I sighed, and we were silent. I got up from the ground and said, “I need to know right now, and I’m asking for answers.”
Before they could say anything, I walked across the courtyard towards her. I stopped in front of her, and she didn’t look up. She looked as if she was in a trance and stared off into space.
“Willow?” I said quietly, and she snapped out of the trance she was in, and looked at me with shocked eyes.
I stood there looking at her as she looked back at me. What I wanted to ask earlier was suddenly gone, and I just wanted to hug her and bring her back. Her eyes looked tired, and there were dark rings under them. Her black hair seemed to lose its glossiness, and it saddened me to look at her.
“Are you alright?” I asked softly. She looked away from me and at her knees. She didn’t smile or shrug, just sat there quietly. “Please, Willow, I want to help you…”
She bit her lip and shut her eyes. There was something wrong, and I just needed to know.
“Willow, I’m here for you,” I told her, and she still didn’t look up. “Please tell me. I can’t stand how you’re avoiding us. I have to know.”
She still didn’t attempt to write in her notebook or look at me.
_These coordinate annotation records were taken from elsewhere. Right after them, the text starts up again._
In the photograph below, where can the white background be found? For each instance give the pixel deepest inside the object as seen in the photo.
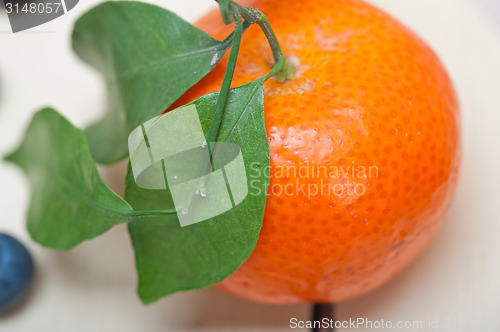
(92, 288)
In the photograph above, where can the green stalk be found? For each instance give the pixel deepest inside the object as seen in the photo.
(215, 124)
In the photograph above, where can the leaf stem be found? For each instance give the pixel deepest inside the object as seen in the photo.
(153, 213)
(226, 83)
(321, 312)
(253, 15)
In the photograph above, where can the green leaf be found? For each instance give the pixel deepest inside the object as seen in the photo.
(69, 202)
(225, 11)
(149, 57)
(170, 258)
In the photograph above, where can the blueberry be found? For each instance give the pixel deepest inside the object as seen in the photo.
(16, 271)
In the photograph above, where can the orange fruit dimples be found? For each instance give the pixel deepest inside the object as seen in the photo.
(365, 149)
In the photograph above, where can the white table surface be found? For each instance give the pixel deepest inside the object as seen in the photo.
(92, 287)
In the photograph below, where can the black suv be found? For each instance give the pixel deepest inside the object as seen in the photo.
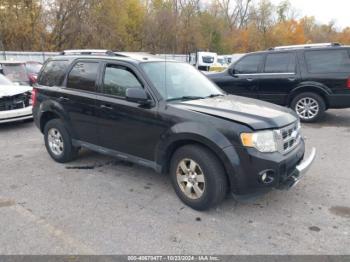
(169, 117)
(308, 78)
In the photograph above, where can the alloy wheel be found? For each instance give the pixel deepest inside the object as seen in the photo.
(307, 108)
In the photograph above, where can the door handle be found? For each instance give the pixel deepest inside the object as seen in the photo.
(108, 107)
(63, 99)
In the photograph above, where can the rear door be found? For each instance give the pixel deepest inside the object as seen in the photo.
(330, 67)
(280, 75)
(244, 79)
(79, 99)
(123, 126)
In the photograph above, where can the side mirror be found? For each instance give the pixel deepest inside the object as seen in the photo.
(137, 95)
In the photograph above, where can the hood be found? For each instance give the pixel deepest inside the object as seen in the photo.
(12, 90)
(257, 114)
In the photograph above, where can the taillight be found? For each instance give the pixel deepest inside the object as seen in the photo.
(34, 96)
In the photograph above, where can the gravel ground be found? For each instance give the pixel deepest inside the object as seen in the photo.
(99, 205)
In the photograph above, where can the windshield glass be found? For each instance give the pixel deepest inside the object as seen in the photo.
(4, 80)
(15, 72)
(176, 81)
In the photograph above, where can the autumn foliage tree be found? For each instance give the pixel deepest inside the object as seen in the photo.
(158, 26)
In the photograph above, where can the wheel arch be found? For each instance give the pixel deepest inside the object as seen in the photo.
(318, 89)
(52, 110)
(202, 138)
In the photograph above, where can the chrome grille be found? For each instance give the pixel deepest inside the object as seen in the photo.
(14, 102)
(288, 138)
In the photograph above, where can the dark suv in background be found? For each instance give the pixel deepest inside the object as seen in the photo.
(308, 78)
(167, 116)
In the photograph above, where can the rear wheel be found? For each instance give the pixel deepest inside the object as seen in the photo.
(310, 107)
(198, 177)
(58, 142)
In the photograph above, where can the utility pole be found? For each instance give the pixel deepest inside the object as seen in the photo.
(2, 47)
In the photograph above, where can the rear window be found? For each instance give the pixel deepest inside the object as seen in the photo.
(4, 80)
(83, 76)
(53, 73)
(15, 72)
(280, 63)
(328, 61)
(33, 68)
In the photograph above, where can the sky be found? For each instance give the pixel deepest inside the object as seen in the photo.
(323, 10)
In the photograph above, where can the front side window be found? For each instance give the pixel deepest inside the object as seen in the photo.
(249, 64)
(15, 72)
(53, 73)
(117, 79)
(280, 63)
(83, 76)
(4, 80)
(328, 61)
(175, 80)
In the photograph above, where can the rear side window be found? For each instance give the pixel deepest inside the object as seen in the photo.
(328, 61)
(83, 76)
(117, 79)
(15, 72)
(53, 73)
(249, 64)
(280, 63)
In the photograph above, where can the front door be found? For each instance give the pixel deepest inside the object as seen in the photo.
(78, 99)
(124, 126)
(280, 76)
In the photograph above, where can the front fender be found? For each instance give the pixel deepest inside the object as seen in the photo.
(53, 107)
(309, 86)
Frustration started tampering with my patience as I stood there and she sat there helpless.
“Willow…” I said and my agitation showed in my voice. “Willow, come on! I’m trying to help you! You need to tell me, that’s what friends are for! Friends are there to help each other, and I can’t stand seeing you like this!”
She glanced up at me with sad eyes, and back down. It angered me how she refused my help, wouldn’t even tell me.
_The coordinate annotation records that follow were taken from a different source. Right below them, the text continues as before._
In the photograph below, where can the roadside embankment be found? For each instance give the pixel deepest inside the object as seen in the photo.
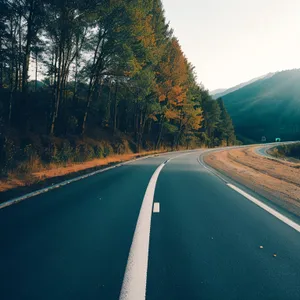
(14, 186)
(278, 181)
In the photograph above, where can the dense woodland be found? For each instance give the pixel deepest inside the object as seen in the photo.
(75, 73)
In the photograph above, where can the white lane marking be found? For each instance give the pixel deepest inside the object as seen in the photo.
(156, 207)
(135, 279)
(266, 208)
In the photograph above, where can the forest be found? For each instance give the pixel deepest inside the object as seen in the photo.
(85, 79)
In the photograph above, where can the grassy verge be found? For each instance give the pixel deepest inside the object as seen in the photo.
(18, 184)
(290, 151)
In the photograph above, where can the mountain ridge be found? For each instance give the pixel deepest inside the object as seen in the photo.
(267, 107)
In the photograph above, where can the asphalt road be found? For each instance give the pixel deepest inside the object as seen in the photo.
(207, 241)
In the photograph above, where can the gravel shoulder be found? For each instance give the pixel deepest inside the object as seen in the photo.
(278, 181)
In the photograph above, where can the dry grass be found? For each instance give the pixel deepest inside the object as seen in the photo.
(39, 172)
(277, 181)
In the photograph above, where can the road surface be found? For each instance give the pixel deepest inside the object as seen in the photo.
(207, 240)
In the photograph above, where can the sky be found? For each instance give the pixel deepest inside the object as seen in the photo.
(233, 41)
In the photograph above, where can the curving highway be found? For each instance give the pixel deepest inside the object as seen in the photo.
(163, 227)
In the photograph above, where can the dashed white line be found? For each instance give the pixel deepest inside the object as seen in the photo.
(266, 208)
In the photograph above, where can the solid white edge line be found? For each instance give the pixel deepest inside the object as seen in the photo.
(156, 207)
(266, 208)
(135, 278)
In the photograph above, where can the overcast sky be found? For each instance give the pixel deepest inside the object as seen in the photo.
(232, 41)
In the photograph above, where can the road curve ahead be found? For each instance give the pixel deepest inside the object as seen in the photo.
(206, 240)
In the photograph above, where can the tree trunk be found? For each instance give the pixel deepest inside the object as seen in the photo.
(161, 127)
(115, 109)
(27, 51)
(36, 66)
(57, 94)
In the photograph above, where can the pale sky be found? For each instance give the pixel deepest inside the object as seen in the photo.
(232, 41)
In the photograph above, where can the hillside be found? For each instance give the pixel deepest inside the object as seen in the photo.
(268, 107)
(217, 91)
(224, 92)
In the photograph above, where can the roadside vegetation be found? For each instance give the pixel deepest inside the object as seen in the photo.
(84, 80)
(286, 151)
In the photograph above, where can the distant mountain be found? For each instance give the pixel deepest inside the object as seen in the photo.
(218, 91)
(239, 86)
(268, 107)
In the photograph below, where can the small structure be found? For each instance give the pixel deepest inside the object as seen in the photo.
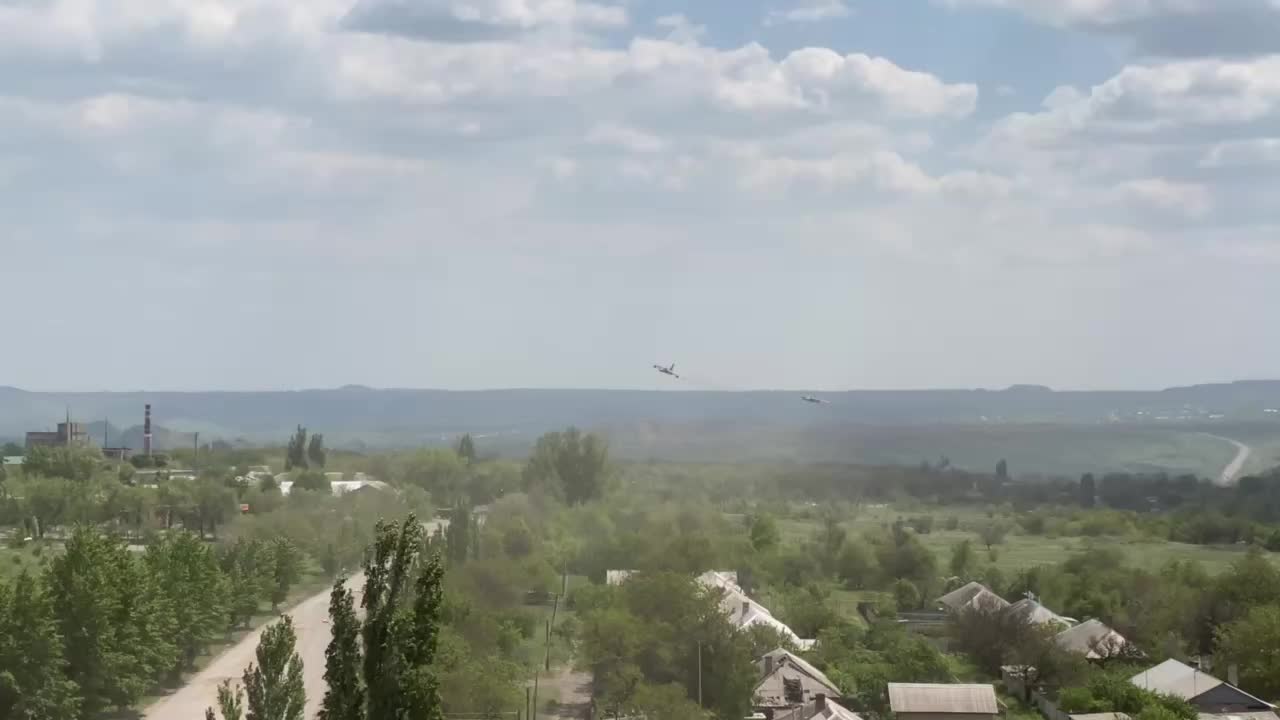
(68, 434)
(1029, 610)
(1093, 639)
(617, 577)
(1210, 695)
(972, 596)
(789, 682)
(821, 709)
(743, 611)
(927, 701)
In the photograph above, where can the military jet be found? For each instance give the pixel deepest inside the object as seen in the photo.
(670, 370)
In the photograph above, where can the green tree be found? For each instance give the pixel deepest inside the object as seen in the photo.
(33, 683)
(1251, 643)
(568, 464)
(964, 561)
(296, 452)
(286, 569)
(992, 533)
(856, 566)
(229, 701)
(467, 449)
(117, 628)
(668, 702)
(401, 624)
(1088, 490)
(344, 697)
(458, 536)
(764, 533)
(273, 687)
(250, 573)
(187, 574)
(316, 454)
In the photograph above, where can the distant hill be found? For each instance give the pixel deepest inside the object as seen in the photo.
(864, 425)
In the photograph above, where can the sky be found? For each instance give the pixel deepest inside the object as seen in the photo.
(771, 194)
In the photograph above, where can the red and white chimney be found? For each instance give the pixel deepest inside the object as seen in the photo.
(146, 431)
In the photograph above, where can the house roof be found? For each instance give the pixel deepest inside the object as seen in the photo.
(1176, 679)
(1033, 611)
(926, 697)
(1183, 680)
(741, 610)
(974, 596)
(835, 711)
(782, 659)
(1092, 638)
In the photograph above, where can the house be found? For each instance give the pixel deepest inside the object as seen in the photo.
(1093, 639)
(1207, 693)
(1029, 610)
(339, 487)
(927, 701)
(617, 577)
(743, 611)
(821, 709)
(972, 596)
(789, 680)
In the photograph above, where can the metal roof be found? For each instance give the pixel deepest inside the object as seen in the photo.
(976, 596)
(781, 659)
(1176, 679)
(927, 697)
(1092, 638)
(1033, 611)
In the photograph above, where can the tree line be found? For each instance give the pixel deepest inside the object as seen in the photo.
(101, 625)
“You know what?” I said angrily. “Fine! You can sit here and play the silent treatment as long as you want. If you don’t want my help, then forget it. I’m sure you can do fine on your own!”
She hid her face in her hair, and I walked away from her, anger brewing inside me. Before I left, I failed to notice the one tear that slid down her cheek to her chin. Lunch ended, and soon enough I was stuck in Art. I barely looked at Willow since class started, and refused to… just like she refused my help.
I drew with angry strides, only to have them subside and I sighed to myself. I peeked from under my hair to look at her from across the room. Her face was sad, and she barely drew. She just looked at her paper, and blinked furiously, and her eyes were wet. I wanted to kick myself. I was too hard on her; I knew I was. I started to draw, looking back up at Willow from time to time.
A piece of paper was placed beside me, and I looked up to see Willow walk back to her desk with a canvas and palette of paints. I picked up the paper and unfolded it, and sighed at the message and shut my eyes tightly.